Kerajaan ini mencapai puncaknya pada masa Sulaiman al-Qanuni (“Sang Pemberi Keputusan”) (1520-1566), yang di Barat dikenal sebagai Sulaiman si Cemerlang. Dibawah pemerintahannya, kerajaan ini mencapai batas ekspansinya, dan Istanbul menikmati kebangkitan budaya, yang terutama ditandai oleh arsitektur yang sangat indah, dan yang paling terkenal adalah arsitek istana Sinan Pasya (w. 1578). Masjid-masjid Usmani yang tersebar di seluruh negeri mempunyai persamaan gaya yang khusus: ruangan ysng luas, terang benderang, kubahnya rendah, dan menara yang tinggi. Istana juga melindungi kemajuan lukisan, sejarah, dan ilmu kedokteran sampai tingkat tertinggi, membangun observatori pada tahun 1579, dan tergugah oleh penemuan-penemuan baru Eropa di bidang navigasi dan geografi. Arus informasi dari Barat sangat deras selama tahun-tahun ekspansif kerajaan, di samping prestasi-prestasi yang diraih Eropa, negara Usmani adalah kekuatan terbesar di dunia.

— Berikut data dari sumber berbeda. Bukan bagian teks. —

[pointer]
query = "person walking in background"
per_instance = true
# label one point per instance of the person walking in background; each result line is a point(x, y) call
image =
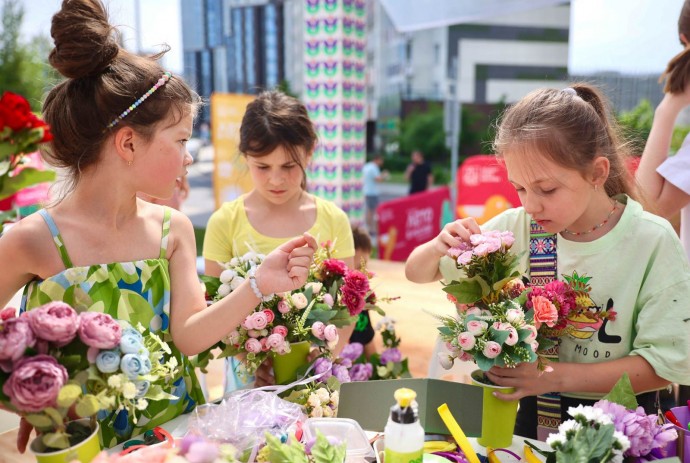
point(277, 139)
point(664, 180)
point(418, 173)
point(371, 176)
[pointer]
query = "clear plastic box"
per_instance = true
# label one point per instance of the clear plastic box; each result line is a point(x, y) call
point(346, 430)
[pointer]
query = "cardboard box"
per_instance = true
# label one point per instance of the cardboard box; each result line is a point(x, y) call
point(369, 403)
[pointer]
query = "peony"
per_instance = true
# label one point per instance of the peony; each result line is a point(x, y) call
point(55, 322)
point(35, 383)
point(99, 330)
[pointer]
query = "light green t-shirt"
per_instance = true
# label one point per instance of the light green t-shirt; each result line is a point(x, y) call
point(229, 233)
point(638, 269)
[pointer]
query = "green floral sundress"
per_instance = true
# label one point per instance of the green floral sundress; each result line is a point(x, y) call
point(138, 292)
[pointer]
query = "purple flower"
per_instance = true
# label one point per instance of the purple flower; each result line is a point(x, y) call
point(390, 355)
point(352, 351)
point(361, 371)
point(35, 383)
point(56, 322)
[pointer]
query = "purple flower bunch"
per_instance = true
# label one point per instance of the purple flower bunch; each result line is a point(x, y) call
point(54, 360)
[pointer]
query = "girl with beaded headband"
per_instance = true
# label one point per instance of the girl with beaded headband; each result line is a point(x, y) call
point(120, 124)
point(563, 155)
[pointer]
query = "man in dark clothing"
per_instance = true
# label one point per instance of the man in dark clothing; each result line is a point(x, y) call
point(418, 173)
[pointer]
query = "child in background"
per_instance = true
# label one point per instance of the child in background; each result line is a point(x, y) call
point(364, 332)
point(277, 139)
point(120, 124)
point(563, 157)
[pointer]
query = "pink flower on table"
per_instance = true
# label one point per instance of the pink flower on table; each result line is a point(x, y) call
point(544, 312)
point(99, 330)
point(55, 322)
point(467, 341)
point(35, 383)
point(15, 337)
point(492, 349)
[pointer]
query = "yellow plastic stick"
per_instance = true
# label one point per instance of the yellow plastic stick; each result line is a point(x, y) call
point(457, 433)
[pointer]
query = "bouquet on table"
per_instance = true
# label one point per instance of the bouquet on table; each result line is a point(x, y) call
point(614, 429)
point(57, 365)
point(333, 297)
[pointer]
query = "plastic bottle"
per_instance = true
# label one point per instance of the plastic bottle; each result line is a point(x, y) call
point(404, 435)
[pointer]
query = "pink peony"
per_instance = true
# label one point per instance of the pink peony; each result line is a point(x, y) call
point(35, 383)
point(55, 322)
point(15, 337)
point(544, 312)
point(99, 330)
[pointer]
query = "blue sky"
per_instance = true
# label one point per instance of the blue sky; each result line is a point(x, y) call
point(627, 36)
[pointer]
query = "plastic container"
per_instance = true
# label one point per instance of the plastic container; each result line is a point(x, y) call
point(345, 430)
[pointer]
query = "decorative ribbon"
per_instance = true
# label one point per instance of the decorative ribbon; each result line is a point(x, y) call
point(543, 269)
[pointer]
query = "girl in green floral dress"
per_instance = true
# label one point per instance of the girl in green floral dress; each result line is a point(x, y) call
point(120, 124)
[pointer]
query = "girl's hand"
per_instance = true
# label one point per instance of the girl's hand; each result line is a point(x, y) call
point(454, 234)
point(287, 267)
point(525, 378)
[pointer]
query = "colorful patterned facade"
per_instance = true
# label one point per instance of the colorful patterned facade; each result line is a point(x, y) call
point(335, 95)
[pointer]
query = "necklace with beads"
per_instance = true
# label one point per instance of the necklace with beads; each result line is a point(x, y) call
point(596, 227)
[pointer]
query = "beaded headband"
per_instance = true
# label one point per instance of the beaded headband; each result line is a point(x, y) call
point(162, 81)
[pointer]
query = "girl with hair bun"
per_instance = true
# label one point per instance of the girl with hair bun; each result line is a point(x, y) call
point(120, 124)
point(564, 157)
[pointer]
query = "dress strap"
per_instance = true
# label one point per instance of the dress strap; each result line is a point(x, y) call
point(165, 233)
point(57, 239)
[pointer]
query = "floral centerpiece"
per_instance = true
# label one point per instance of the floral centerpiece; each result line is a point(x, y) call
point(614, 429)
point(20, 133)
point(57, 365)
point(332, 297)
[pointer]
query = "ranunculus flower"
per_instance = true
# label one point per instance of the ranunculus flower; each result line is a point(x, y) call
point(99, 330)
point(35, 383)
point(544, 312)
point(492, 349)
point(15, 337)
point(56, 322)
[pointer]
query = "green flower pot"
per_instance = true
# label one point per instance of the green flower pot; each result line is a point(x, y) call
point(498, 416)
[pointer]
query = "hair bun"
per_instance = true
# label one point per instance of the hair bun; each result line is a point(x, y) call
point(85, 42)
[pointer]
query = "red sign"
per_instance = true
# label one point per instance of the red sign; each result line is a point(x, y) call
point(483, 188)
point(405, 223)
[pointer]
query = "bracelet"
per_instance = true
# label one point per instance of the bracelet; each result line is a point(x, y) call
point(251, 275)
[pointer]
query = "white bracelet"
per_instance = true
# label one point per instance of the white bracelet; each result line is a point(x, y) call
point(251, 275)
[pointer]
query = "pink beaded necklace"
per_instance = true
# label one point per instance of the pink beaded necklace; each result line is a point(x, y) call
point(596, 227)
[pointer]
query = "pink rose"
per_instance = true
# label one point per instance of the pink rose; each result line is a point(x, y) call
point(352, 300)
point(56, 322)
point(15, 337)
point(283, 306)
point(492, 349)
point(99, 330)
point(35, 383)
point(281, 330)
point(544, 312)
point(357, 281)
point(318, 329)
point(467, 341)
point(253, 345)
point(330, 333)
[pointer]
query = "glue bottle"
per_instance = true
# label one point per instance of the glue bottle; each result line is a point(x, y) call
point(404, 435)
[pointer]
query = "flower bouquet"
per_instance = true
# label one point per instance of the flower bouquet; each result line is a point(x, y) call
point(332, 297)
point(57, 366)
point(614, 429)
point(20, 133)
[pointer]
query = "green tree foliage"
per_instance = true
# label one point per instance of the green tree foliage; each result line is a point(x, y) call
point(24, 67)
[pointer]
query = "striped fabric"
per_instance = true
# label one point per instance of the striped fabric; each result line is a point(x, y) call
point(543, 269)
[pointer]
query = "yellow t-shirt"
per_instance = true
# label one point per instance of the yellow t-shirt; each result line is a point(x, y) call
point(229, 233)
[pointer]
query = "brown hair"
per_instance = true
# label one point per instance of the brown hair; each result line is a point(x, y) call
point(275, 119)
point(361, 238)
point(571, 127)
point(102, 81)
point(677, 71)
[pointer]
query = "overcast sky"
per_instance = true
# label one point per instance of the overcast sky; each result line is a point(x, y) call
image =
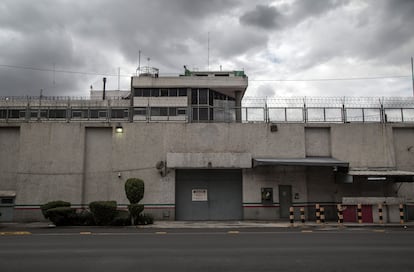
point(282, 45)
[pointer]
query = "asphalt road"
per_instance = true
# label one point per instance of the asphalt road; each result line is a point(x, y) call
point(362, 250)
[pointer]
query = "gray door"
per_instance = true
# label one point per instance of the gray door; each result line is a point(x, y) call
point(208, 195)
point(285, 200)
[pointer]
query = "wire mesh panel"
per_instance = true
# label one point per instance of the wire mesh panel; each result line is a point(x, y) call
point(372, 115)
point(294, 115)
point(277, 114)
point(253, 114)
point(354, 115)
point(315, 115)
point(393, 115)
point(408, 115)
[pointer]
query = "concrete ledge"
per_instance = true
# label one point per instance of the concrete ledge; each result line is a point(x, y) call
point(209, 160)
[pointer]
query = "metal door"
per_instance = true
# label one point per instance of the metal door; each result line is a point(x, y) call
point(285, 200)
point(208, 195)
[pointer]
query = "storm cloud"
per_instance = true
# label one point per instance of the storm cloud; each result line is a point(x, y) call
point(63, 46)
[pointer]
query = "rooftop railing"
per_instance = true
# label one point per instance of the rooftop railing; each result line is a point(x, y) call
point(270, 110)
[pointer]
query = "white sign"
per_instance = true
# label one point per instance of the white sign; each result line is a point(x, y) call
point(199, 195)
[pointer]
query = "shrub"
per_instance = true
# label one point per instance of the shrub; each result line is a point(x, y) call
point(134, 189)
point(145, 219)
point(53, 204)
point(121, 218)
point(61, 216)
point(135, 210)
point(103, 211)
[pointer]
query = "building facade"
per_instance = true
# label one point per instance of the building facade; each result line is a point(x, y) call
point(201, 157)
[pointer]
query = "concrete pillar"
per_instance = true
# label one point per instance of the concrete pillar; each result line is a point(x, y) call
point(238, 97)
point(189, 106)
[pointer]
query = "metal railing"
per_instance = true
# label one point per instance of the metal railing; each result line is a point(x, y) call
point(275, 110)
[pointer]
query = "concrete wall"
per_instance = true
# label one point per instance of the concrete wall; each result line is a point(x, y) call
point(318, 142)
point(271, 177)
point(80, 162)
point(9, 157)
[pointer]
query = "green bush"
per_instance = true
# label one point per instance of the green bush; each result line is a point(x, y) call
point(103, 211)
point(145, 219)
point(134, 189)
point(135, 210)
point(122, 218)
point(61, 216)
point(53, 204)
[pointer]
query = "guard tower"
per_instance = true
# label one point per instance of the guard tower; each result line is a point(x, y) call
point(195, 96)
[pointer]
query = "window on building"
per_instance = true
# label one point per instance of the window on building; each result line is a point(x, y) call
point(172, 111)
point(194, 96)
point(146, 92)
point(138, 92)
point(79, 113)
point(140, 111)
point(119, 113)
point(3, 114)
point(17, 113)
point(164, 92)
point(155, 92)
point(203, 96)
point(203, 114)
point(173, 92)
point(182, 92)
point(181, 111)
point(57, 114)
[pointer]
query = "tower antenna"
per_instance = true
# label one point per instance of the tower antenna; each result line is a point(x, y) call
point(208, 51)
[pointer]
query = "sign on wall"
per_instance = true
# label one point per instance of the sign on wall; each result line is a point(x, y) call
point(199, 195)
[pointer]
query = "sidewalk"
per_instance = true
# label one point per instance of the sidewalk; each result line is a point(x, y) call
point(44, 226)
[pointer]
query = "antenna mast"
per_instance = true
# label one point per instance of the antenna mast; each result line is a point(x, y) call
point(412, 73)
point(208, 51)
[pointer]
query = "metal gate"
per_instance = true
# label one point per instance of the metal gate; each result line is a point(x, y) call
point(208, 195)
point(285, 200)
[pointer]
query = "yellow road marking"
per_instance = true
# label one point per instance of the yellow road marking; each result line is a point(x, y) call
point(15, 233)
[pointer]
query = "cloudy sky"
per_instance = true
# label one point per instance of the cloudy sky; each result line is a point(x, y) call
point(286, 47)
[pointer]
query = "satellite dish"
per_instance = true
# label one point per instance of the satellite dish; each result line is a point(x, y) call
point(160, 165)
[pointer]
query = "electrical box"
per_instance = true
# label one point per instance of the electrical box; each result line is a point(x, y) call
point(267, 195)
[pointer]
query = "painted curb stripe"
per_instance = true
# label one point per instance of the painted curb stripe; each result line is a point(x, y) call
point(15, 233)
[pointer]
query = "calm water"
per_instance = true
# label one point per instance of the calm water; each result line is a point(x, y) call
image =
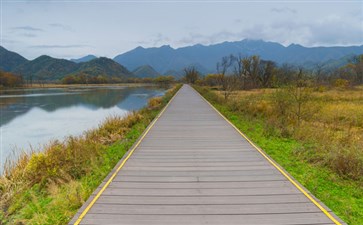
point(33, 117)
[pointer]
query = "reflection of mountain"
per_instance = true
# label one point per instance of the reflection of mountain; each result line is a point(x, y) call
point(91, 98)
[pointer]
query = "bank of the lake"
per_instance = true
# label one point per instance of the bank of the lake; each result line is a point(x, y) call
point(48, 187)
point(32, 117)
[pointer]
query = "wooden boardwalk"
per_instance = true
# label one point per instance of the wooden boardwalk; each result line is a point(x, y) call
point(193, 167)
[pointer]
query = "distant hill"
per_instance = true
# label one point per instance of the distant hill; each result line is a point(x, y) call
point(166, 58)
point(52, 69)
point(9, 60)
point(84, 59)
point(103, 66)
point(46, 68)
point(145, 71)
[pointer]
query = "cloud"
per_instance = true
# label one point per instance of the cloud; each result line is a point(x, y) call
point(59, 46)
point(28, 35)
point(283, 10)
point(157, 40)
point(61, 26)
point(27, 28)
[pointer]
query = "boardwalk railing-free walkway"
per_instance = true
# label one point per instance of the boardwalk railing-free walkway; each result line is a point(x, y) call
point(192, 166)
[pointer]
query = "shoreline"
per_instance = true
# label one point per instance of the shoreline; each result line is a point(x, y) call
point(71, 169)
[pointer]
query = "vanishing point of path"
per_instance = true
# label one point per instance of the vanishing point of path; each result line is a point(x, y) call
point(193, 167)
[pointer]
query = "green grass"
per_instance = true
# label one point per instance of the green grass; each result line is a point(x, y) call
point(343, 196)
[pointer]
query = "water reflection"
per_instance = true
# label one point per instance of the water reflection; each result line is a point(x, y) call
point(33, 117)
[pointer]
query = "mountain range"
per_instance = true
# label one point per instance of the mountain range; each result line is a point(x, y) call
point(205, 58)
point(51, 69)
point(84, 59)
point(145, 71)
point(151, 62)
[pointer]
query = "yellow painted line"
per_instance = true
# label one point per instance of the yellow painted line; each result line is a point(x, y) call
point(85, 211)
point(298, 186)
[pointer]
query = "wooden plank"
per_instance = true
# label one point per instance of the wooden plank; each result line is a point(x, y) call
point(271, 219)
point(202, 200)
point(204, 209)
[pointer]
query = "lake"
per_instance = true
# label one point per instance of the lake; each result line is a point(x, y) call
point(31, 118)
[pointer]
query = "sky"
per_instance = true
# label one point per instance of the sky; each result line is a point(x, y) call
point(72, 29)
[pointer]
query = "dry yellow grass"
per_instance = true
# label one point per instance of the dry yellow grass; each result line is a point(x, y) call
point(332, 122)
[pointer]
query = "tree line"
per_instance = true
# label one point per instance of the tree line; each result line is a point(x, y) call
point(248, 72)
point(10, 80)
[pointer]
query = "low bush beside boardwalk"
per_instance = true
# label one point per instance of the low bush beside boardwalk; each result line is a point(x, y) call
point(322, 148)
point(49, 186)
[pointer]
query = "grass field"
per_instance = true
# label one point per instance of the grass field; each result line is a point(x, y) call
point(323, 152)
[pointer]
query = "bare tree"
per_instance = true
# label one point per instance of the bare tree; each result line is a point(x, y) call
point(266, 73)
point(229, 83)
point(191, 75)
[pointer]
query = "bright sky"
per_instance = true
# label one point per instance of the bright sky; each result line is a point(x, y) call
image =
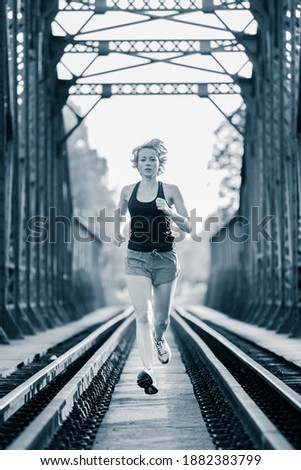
point(185, 123)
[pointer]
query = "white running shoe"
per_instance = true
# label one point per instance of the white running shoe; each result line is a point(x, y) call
point(147, 381)
point(163, 350)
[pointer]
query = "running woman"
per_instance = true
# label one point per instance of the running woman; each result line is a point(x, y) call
point(152, 265)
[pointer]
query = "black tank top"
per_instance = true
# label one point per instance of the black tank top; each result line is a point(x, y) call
point(150, 228)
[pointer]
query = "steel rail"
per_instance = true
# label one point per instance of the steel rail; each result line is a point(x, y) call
point(13, 401)
point(263, 431)
point(292, 397)
point(42, 429)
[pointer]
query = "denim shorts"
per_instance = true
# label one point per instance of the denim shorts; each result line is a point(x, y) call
point(160, 267)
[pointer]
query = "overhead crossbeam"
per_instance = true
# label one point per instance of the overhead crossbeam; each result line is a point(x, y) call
point(143, 46)
point(102, 6)
point(200, 89)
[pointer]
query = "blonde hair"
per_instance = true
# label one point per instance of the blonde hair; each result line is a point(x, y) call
point(154, 144)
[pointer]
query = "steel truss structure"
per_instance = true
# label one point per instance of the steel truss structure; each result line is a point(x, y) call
point(259, 281)
point(39, 281)
point(256, 281)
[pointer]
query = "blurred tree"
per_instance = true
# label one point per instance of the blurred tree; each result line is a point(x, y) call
point(91, 194)
point(227, 158)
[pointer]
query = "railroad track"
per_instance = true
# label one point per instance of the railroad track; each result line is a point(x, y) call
point(61, 406)
point(31, 413)
point(269, 409)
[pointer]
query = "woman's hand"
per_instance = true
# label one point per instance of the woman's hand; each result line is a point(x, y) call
point(163, 206)
point(119, 239)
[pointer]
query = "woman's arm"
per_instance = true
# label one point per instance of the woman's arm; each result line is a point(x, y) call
point(180, 216)
point(120, 219)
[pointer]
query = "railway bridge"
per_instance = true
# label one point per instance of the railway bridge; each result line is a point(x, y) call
point(54, 310)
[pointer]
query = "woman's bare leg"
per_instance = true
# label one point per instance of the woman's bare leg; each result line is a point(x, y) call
point(140, 289)
point(163, 299)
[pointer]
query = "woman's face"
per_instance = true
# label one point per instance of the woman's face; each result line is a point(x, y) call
point(148, 162)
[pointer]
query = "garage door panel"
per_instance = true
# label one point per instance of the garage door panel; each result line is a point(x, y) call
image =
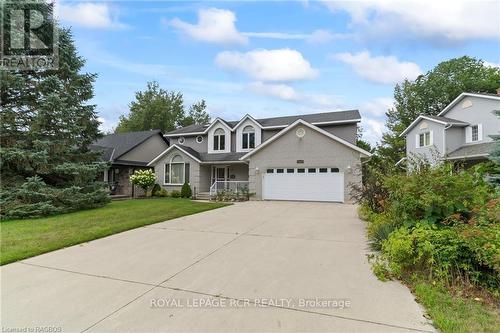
point(304, 186)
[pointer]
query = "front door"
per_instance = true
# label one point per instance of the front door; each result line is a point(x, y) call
point(219, 174)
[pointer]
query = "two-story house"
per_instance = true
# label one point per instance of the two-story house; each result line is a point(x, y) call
point(304, 157)
point(460, 132)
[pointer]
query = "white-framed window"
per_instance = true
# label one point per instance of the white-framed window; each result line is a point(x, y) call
point(219, 139)
point(474, 133)
point(177, 171)
point(248, 137)
point(424, 139)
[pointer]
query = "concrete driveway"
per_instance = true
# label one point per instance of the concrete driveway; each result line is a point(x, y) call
point(250, 267)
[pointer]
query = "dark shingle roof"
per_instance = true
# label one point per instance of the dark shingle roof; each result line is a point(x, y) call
point(311, 118)
point(472, 150)
point(448, 120)
point(115, 145)
point(282, 121)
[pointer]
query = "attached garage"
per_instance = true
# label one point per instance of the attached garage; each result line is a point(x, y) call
point(305, 163)
point(303, 184)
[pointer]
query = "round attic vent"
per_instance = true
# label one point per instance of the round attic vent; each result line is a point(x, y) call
point(300, 132)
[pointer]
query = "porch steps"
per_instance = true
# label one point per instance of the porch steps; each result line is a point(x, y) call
point(203, 196)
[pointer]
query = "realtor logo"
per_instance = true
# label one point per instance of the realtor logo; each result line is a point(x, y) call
point(29, 36)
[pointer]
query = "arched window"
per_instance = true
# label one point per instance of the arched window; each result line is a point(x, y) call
point(248, 138)
point(177, 171)
point(219, 139)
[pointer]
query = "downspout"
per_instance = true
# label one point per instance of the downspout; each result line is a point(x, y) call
point(444, 141)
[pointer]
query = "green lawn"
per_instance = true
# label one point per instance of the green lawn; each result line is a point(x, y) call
point(456, 314)
point(22, 239)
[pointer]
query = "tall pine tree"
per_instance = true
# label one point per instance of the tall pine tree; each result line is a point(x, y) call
point(47, 125)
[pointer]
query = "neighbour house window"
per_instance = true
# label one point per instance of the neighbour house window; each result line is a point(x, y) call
point(424, 139)
point(248, 138)
point(219, 139)
point(475, 133)
point(176, 172)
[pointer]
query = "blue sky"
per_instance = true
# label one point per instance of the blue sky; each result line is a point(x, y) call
point(272, 58)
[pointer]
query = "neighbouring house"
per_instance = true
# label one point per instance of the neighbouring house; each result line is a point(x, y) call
point(461, 132)
point(310, 157)
point(126, 153)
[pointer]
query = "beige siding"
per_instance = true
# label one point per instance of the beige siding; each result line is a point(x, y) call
point(315, 149)
point(146, 151)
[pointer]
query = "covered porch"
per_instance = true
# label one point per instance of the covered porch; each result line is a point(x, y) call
point(227, 176)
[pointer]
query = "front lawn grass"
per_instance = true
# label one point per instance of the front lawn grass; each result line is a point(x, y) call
point(456, 314)
point(22, 239)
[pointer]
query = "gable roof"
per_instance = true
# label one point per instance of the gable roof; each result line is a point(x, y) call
point(463, 95)
point(300, 121)
point(471, 151)
point(436, 119)
point(348, 116)
point(115, 145)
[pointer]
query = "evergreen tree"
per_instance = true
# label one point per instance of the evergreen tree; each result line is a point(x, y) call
point(46, 128)
point(157, 108)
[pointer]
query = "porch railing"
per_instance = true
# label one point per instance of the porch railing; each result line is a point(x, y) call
point(235, 187)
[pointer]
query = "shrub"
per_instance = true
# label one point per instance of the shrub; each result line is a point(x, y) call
point(186, 191)
point(462, 252)
point(145, 179)
point(433, 194)
point(379, 229)
point(156, 190)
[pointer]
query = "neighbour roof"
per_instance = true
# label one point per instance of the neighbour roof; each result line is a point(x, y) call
point(437, 119)
point(314, 118)
point(115, 145)
point(474, 150)
point(462, 95)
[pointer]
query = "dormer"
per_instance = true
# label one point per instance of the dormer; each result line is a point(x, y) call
point(248, 134)
point(219, 137)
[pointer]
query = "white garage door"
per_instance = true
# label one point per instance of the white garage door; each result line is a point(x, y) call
point(304, 184)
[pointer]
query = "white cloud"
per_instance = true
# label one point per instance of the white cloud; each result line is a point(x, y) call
point(281, 91)
point(381, 69)
point(268, 65)
point(319, 36)
point(88, 15)
point(214, 26)
point(376, 107)
point(492, 64)
point(456, 21)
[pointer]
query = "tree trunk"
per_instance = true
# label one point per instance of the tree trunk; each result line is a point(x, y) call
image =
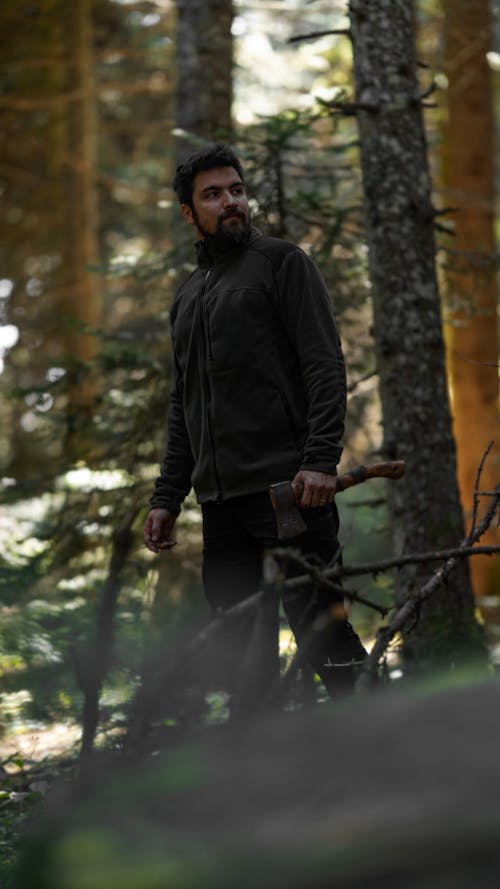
point(425, 505)
point(80, 296)
point(204, 70)
point(472, 338)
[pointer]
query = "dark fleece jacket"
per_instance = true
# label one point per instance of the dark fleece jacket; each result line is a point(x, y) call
point(258, 380)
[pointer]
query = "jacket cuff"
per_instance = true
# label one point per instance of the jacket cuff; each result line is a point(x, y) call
point(329, 468)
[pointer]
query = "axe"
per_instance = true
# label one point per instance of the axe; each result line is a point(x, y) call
point(288, 518)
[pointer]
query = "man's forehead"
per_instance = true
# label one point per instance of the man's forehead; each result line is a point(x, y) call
point(216, 178)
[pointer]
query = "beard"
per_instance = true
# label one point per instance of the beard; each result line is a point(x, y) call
point(228, 234)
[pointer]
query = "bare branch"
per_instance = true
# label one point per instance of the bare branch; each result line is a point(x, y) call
point(312, 35)
point(410, 607)
point(475, 502)
point(317, 575)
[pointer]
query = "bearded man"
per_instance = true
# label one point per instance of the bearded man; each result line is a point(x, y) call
point(258, 397)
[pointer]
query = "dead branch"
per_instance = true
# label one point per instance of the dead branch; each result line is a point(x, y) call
point(312, 35)
point(475, 503)
point(410, 607)
point(318, 576)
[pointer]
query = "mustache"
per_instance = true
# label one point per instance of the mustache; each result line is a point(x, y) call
point(229, 213)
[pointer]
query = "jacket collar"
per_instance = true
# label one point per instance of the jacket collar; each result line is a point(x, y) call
point(209, 251)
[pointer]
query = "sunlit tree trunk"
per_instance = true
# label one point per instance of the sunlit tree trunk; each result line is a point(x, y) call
point(472, 337)
point(425, 505)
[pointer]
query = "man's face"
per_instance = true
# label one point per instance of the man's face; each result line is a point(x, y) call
point(220, 206)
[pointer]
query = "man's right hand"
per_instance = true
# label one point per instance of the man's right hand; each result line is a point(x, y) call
point(158, 530)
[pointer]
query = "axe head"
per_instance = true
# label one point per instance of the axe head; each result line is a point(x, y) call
point(289, 521)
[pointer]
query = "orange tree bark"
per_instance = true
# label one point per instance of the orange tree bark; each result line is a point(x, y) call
point(472, 337)
point(425, 505)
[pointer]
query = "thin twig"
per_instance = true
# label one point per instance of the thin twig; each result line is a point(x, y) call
point(413, 603)
point(317, 575)
point(312, 35)
point(475, 505)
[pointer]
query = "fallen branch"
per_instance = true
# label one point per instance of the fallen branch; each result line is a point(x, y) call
point(409, 608)
point(313, 35)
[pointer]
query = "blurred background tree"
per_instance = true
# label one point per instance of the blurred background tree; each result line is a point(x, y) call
point(99, 100)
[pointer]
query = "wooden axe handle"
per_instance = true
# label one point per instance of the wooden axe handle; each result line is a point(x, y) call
point(390, 469)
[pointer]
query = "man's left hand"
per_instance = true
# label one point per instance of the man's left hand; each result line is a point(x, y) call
point(314, 488)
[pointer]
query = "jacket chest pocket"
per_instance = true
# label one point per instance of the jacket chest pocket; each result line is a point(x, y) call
point(237, 327)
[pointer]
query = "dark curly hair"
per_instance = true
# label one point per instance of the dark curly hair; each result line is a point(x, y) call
point(216, 155)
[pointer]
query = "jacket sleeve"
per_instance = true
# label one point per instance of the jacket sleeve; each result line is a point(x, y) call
point(305, 308)
point(174, 482)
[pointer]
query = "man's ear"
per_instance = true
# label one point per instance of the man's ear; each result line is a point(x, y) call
point(187, 212)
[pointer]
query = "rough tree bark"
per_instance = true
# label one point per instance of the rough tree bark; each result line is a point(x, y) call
point(204, 69)
point(469, 183)
point(425, 505)
point(80, 295)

Usmani juga memberi orientasi khusus pada Islam untuk negara mereka. Di bawah Sulaiman, syariah mendapatkan ststus tertinggi dibandingkan negara Muslim sebelumnya. Syariah menjadi hukum resmi bagi semua Muslim di seluruh negeri itu, dan Usmani jugalah yang pertama kali memberi bentuk umum pengadilan syariah. Ahli-ahli hukum (qadi) menyelenggarakan hukum di pengadilan, dan konsultan mereka (mufti), yang menginterpretasikan hukum, dan para guru di madrasah-madrasah diangkat sebagai pejabat pemerintahan, membuat hubungan moral dan religius antara sultan dan rakyatnya. Kebijakan seperti ini sangat berharga di propinsi-propinsi Arab. .6

Setelah berakhirnya pemerintahan Sulaiman, kurikulum madrasah semakin sempit: studi filsafat dikurangi sangat drastis dan kini dikonsentrasikan pada fiqh. Kedudukan Islam di kesultanan Usmani adalah komunalis dan sektarian. Umat Islam merasa sebagai pemenang ortodoksi melawan orang kafir yang menekan dari segala arah. Ulama, bahkan kaum sufi, menyerap etos ini dan ketika kerajaan untuk pertama kalinya menunjukkan tanda kemunduran, kecenderungan ini semakin besar. Jika istana tetap terbuka terhadap ide-ide baru dari Eropa, madrasah-madrasah menjadi pusat oposisi terhadap semua eksperimen yang berasal dari orang kafir Eropa.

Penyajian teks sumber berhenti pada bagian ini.